Thursday, October 15, 2009

ExOR: Opportunistic Multi-Hop Routing for Wireless Networks

S. Biswas, R. Morris, "ExOR: Opportunistic Multi-Hop Routing for Wireless Networks," ACM SIGCOMM Conference, (August 2005).
This paper talked about ExOR- (Ex-Opportunistic Routing, what does Ex stand for?) , an efficient integrated routing and MAC protocol. The idea was that ExOR chooses each hop of a packet's route after the transmission for that hop, so that the choice can reflect which intermediate nodes actually received the transmission.  Basically, the paper questioned the very premise of routing in wireless networks. Traditional routing protocols choose the best sequence of nodes between source and destination, and forward each packet through that sequence. However, the authors questioned that such a scheme doesn't work quite well in wireless as transmissions is over lossy paths and has a probabilistic nature.
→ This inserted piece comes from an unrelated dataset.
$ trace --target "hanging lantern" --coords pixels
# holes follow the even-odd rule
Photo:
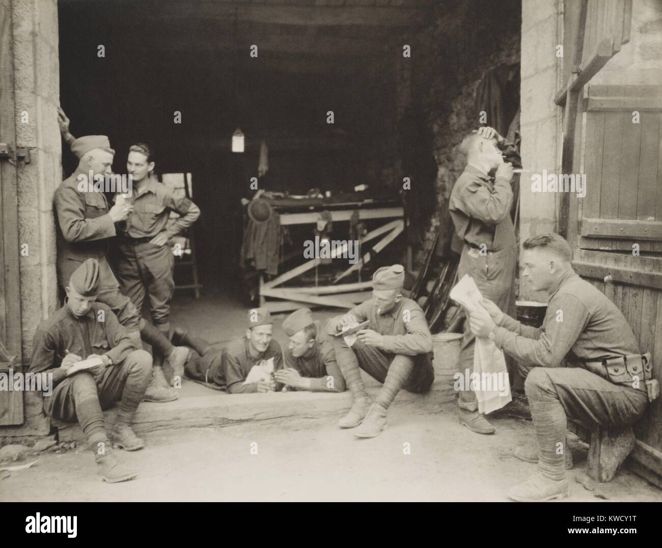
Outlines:
[[[232,152],[244,152],[244,134],[242,130],[237,128],[234,133],[232,134]]]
To tackle this, they propose a cooperative diversity scheme which operated as follows:
  • The source broadcasts its batch of packets and the neighboring nodes try to 'hear' and buffer as many packets as they can.
  • Next, the node A that is closest to the destination (identified by the local forwarder list) transmits its batched sets of packets that the receiver had not received.
  • Further, the adjacent node B that overhears A knows about the packets that A has not transmitted and broadcast them and this process continues till the sender.
  • The forwarders continue to cycle through the priority list until the destination has 90% of the packets. The remaining packets are transferred with traditional routing.
Comments

This is definitely a great idea! The authors brilliantly utilize the inevitable use of broadcast  in a wireless network and come up with a smart scheme of probabilistically sending packets. They do make assumptions that the receptions at different nodes is independent of each other and there are not many collisions (which may or may not be true on a general basis) and further that there is a gradual decrease of delivery probability with distance (which is generally true, though presence of intermittent noise sources may affect this claim). However, I guess the paper was definitely novel in its approach and was definitely successful in trying to put forth its point that ExOR multihop cooperative routing is definitely better than traditional routing.